GSK has long taken an innovative, responsible, and sustainable approach to improving the health of patients in the developing world. Working in partnership with governments, NGOs, and the private sector, GSK has among other things deliberately focused our R and D efforts on diseases of the developing world, such as HIV, TB, and malaria. We have sought to eliminate many diseases, including lymphatic filariasis, one of the world's most debilitating diseases, and we have consistently offered preferential pricing on antiretrovirals and vaccines.
This legacy of commitment is not enough. We have stopped saying it is not our fault there is no infrastructure to deliver health care and have started asking ourselves what else we can do to ensure that infrastructure does exist. Consequently, we have established several new initiatives that continue to address these broader issues and specifically advance GSK's leadership role. Specifically, we have recently begun sharing our intellectual property on neglected tropical diseases by setting up a patent pool and inviting others to join us.
We have opened the doors of our research centre, dedicated to diseases of the developing world, to all other researchers. We have reduced the price of our patented medicines in the least developed countries to no higher than 25% of what it is in the developed world, and we have committed to reinvest 20% of the profits made on medicines in these countries in local health care infrastructure projects. Finally, we have expanded the donation of albendazole to treat children at risk of intestinal worms, a condition that the World Health Organization's first report on neglected tropical diseases confirms causes more ill health in school-aged children than any other infection.
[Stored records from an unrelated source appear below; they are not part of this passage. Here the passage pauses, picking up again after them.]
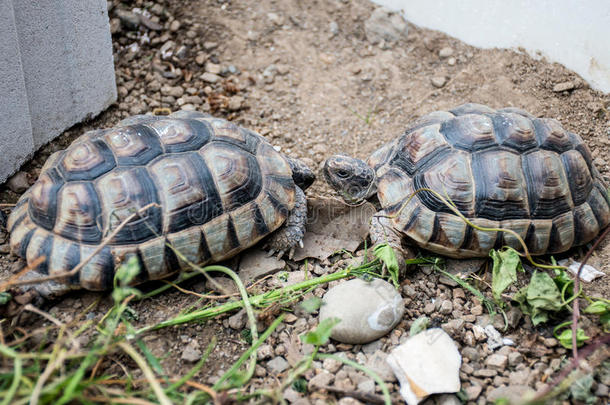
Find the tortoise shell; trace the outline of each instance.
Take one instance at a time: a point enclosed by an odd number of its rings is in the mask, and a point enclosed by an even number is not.
[[[558,121],[516,108],[465,104],[415,121],[368,160],[393,226],[422,248],[450,257],[521,248],[501,231],[468,226],[429,188],[449,197],[475,225],[516,232],[532,254],[592,240],[610,222],[606,186],[583,140]]]
[[[226,259],[282,225],[295,204],[287,161],[260,135],[195,112],[135,116],[84,134],[53,154],[8,221],[11,250],[58,274],[87,258],[148,204],[69,282],[112,287],[116,264],[135,255],[136,282]]]

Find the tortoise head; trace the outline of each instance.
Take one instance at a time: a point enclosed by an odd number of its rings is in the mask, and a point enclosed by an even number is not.
[[[334,155],[324,163],[326,182],[348,204],[358,204],[377,192],[375,171],[363,160]]]

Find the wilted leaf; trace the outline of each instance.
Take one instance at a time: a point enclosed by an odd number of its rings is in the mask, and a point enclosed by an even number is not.
[[[419,332],[425,331],[426,329],[428,329],[429,325],[430,325],[430,319],[428,319],[428,317],[426,317],[426,316],[420,316],[411,325],[411,329],[409,329],[409,336],[415,336]]]
[[[328,342],[330,334],[336,324],[341,322],[339,318],[327,318],[318,324],[318,327],[301,336],[303,343],[309,343],[315,346],[321,346]]]
[[[392,277],[392,282],[394,283],[394,287],[398,288],[398,260],[396,260],[396,255],[394,254],[394,250],[387,243],[382,243],[380,245],[375,246],[373,249],[373,254],[376,258],[381,260],[386,268],[388,269],[388,273]]]
[[[531,317],[534,325],[546,322],[549,312],[563,308],[559,289],[545,272],[534,271],[530,283],[519,290],[513,300],[519,303],[523,313]]]
[[[597,402],[597,396],[591,392],[593,387],[593,375],[587,374],[582,378],[570,384],[570,393],[572,399],[582,401],[585,404],[594,404]]]
[[[496,301],[500,301],[504,290],[517,281],[517,269],[523,271],[521,258],[513,248],[494,249],[489,255],[493,260],[491,290]]]

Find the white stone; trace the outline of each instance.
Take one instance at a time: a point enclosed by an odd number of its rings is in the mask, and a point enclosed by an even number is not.
[[[561,264],[562,266],[565,266],[567,263],[565,260],[563,260],[563,261],[559,262],[559,264]],[[568,266],[568,271],[574,275],[577,275],[580,265],[581,265],[580,262],[575,261],[574,263],[572,263]],[[585,264],[584,266],[582,266],[582,270],[580,271],[580,279],[587,283],[590,283],[591,281],[595,280],[596,278],[603,277],[603,276],[605,276],[605,273],[597,270],[595,267],[593,267],[589,264]]]
[[[431,394],[460,390],[462,357],[455,342],[440,328],[418,333],[388,356],[400,382],[400,394],[409,405]]]
[[[331,288],[322,299],[320,321],[336,317],[341,322],[331,337],[339,342],[364,344],[388,333],[401,320],[402,297],[388,282],[359,278]]]

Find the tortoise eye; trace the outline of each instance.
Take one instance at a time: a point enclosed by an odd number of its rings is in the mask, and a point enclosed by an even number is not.
[[[347,170],[337,170],[337,176],[342,179],[347,179],[349,177],[349,172]]]

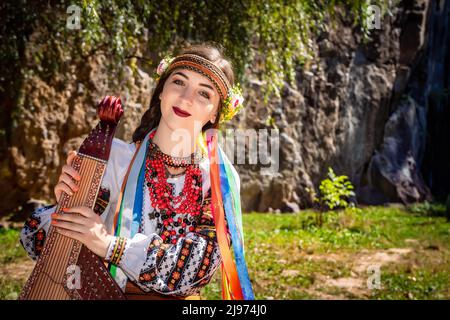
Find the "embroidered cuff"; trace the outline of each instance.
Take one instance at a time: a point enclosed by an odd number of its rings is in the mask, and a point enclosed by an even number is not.
[[[126,244],[126,238],[114,237],[114,240],[109,244],[108,253],[106,254],[106,260],[118,266],[125,251]]]

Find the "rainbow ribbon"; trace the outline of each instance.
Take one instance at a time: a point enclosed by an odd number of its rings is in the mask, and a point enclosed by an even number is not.
[[[216,225],[217,242],[222,255],[222,298],[224,300],[254,300],[244,257],[242,212],[234,168],[219,147],[215,133],[209,134],[206,140],[210,160],[211,208]],[[225,217],[235,262],[227,238]]]

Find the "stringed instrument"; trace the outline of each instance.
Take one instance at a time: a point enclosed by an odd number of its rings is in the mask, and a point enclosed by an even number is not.
[[[62,192],[55,213],[62,208],[94,208],[123,109],[120,98],[105,97],[98,105],[100,122],[83,141],[72,167],[81,175],[73,196]],[[102,258],[81,242],[50,226],[44,248],[19,297],[20,300],[125,299]]]

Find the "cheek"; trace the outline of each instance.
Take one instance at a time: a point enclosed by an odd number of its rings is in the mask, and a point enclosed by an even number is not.
[[[173,103],[173,94],[168,93],[168,91],[163,91],[161,93],[161,113],[165,114],[172,108]]]
[[[217,108],[212,103],[199,105],[196,108],[196,118],[206,123],[211,119],[216,110]]]

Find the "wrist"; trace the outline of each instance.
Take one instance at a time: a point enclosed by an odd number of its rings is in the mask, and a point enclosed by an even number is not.
[[[108,261],[118,266],[125,252],[126,245],[127,245],[126,238],[113,237],[106,256]]]
[[[106,261],[109,261],[109,259],[110,259],[110,256],[111,256],[111,253],[112,253],[111,245],[114,244],[114,241],[115,241],[115,237],[114,236],[112,236],[110,234],[108,234],[106,236],[106,240],[105,240],[106,248],[104,250],[105,254],[103,255],[103,259],[106,260]]]

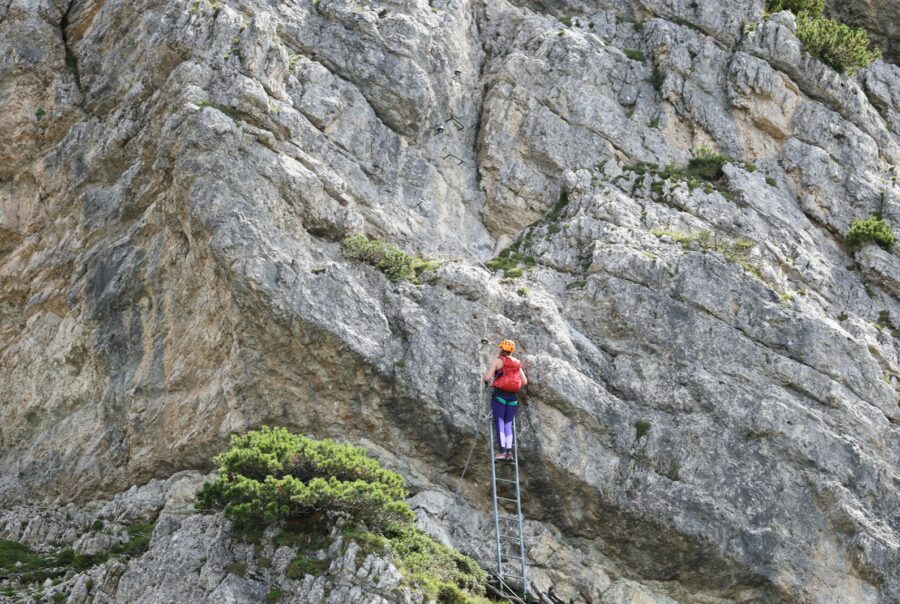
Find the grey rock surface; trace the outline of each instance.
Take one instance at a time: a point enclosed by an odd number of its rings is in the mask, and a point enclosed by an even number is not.
[[[900,267],[843,242],[900,227],[900,70],[843,77],[762,12],[0,1],[0,537],[91,553],[156,515],[91,569],[109,601],[189,572],[264,601],[177,473],[279,424],[366,446],[489,565],[484,440],[457,477],[511,337],[541,589],[900,600]],[[703,146],[716,182],[666,170]],[[442,264],[391,282],[356,232]],[[480,265],[510,244],[523,276]],[[343,601],[393,585],[339,567]]]

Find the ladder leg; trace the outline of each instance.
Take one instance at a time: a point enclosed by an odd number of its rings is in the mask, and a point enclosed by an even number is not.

I am very proud to be part of the renewed partnership agreement between Canada's Research-Based Pharmaceutical Companies and Health Partners International of Canada to help speed the delivery of medicines and other supplies to people in need across the developing world.
In closing, we have illustrated that CAMR is only a piece of the larger puzzle, and that piece has proven to work effectively and efficiently when used. GSK's belief is that our collective efforts and intentions are best focused by serving the broader issue of improving health care in the developing world through leadership and action.
I thank you for your time, and I welcome any questions.